TAF will put $500m in to economy

Sale of Fonterra wet shares will aid the economy. Photo by Stephen Jaquiery.
Sale of Fonterra wet shares will aid the economy. Photo by Stephen Jaquiery.
Nearly $500 million will be released into the economy as Fonterra farmer shareholders elect to sell some of their wet shares into this month's supply offer.

Craigs Investment Partners broker Greg Easton said the money would provide a welcome boost to the economy and it was confirmation that the Trading Among Farmers (TAF) system was beginning to work as planned.

A special trade of Fonterra shareholder units went through the market yesterday soon after Fonterra Co-operative Group, the world's largest dairy exporter, announced it had scaled back its offer to farmer shareholders to sell the economic rights of their shares into the shareholders' fund.

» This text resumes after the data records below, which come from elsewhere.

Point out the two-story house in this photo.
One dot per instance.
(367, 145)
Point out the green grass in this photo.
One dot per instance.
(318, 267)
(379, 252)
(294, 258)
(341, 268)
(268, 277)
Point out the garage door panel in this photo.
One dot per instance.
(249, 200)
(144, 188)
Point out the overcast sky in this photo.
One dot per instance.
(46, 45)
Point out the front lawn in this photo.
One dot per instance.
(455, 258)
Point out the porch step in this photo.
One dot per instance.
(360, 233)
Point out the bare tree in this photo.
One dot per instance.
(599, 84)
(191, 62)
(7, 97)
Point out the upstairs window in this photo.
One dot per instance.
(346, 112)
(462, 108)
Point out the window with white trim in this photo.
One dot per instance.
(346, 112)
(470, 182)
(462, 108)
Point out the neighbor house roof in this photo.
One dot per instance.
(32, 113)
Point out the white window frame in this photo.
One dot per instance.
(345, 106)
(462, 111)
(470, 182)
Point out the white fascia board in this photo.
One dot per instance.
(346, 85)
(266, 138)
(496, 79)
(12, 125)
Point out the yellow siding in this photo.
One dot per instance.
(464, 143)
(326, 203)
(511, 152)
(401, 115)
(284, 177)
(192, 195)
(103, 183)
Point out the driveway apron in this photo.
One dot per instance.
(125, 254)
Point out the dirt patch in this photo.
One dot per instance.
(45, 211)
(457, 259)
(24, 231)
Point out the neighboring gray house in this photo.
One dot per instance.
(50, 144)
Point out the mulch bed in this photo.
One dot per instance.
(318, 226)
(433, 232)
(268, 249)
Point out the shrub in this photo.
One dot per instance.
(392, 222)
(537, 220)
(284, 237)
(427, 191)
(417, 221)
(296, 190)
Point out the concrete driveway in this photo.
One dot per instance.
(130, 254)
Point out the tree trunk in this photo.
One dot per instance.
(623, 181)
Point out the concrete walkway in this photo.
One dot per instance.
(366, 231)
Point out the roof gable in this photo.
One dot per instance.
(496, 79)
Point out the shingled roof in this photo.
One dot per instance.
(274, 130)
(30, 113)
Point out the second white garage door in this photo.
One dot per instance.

Wet shares are production-backed shares held by farmer shareholders, required to be held in accordance with the share standard for a season.

Mr Easton said the take-up of the original offer last year was very low but, given shareholders now had the ''clarity'' of a $7.92 share price, it made it much easier for them to decide. The Fonterra units were issued at $5.50.

''This is $500 million that's going to hit the New Zealand economy in one form or another. I guess it shows the flexibility TAF is offering Fonterra shareholders that they didn't have in the past and it's also something of a vote of confidence for the system.''

Given that there was scaling, there might be more liquidity in the market as those that really needed the cash - drought-stricken farmers - sold whatever shares that they had available, Mr Easton said.

Fonterra chairman John Wilson said about 20% of Fonterra farmers took advantage of the opportunity to sell some of their shares but the high level of demand meant scaling back. Fonterra would buy just below 80% of the economic rights farmers offered to sell.

''A significant number of farmer shareholders have thought through the potential benefits of using the additional flexibility provided by the changes made to our capital structure last year.''

Some had indicated they would use the offer proceeds to fund further growth of their farming businesses, while others said they would relieve some of the cash-flow pressure after this year's drought, he said.

Mr Easton said the supply would not increase the size of the shareholders' fund. Fonterra was buying the units that resulted from the supply offer and would redeem them for Fonterra shares.

The shares would be kept as treasury stock. When new suppliers joined Fonterra, the shares would be available and no new shares would need to be created, he said.

Fonterra Shareholders Council chairman Ian Brown said the take-up of the latest supply offer showed farmers were beginning to take advantage of the flexibility TAF offered.

The first supply offer saw farmers exercise some understandable caution but, with growing confidence in the new system, farmers were now ready to use TAF as it was intended, he said.

''The solid level of demand from shareholders to release some of the economic value of their shares shows they are using TAF to their benefit. Farmers are taking advantage of the greater flexibility it offers them in making decisions that impact the day-to-day running of their business.''

It also strengthened the co-operative as Fonterra was now able to make better use of its capital rather than, as the recent drought would have compelled it to, distribute it as farmers redeemed their shares, Mr Brown said.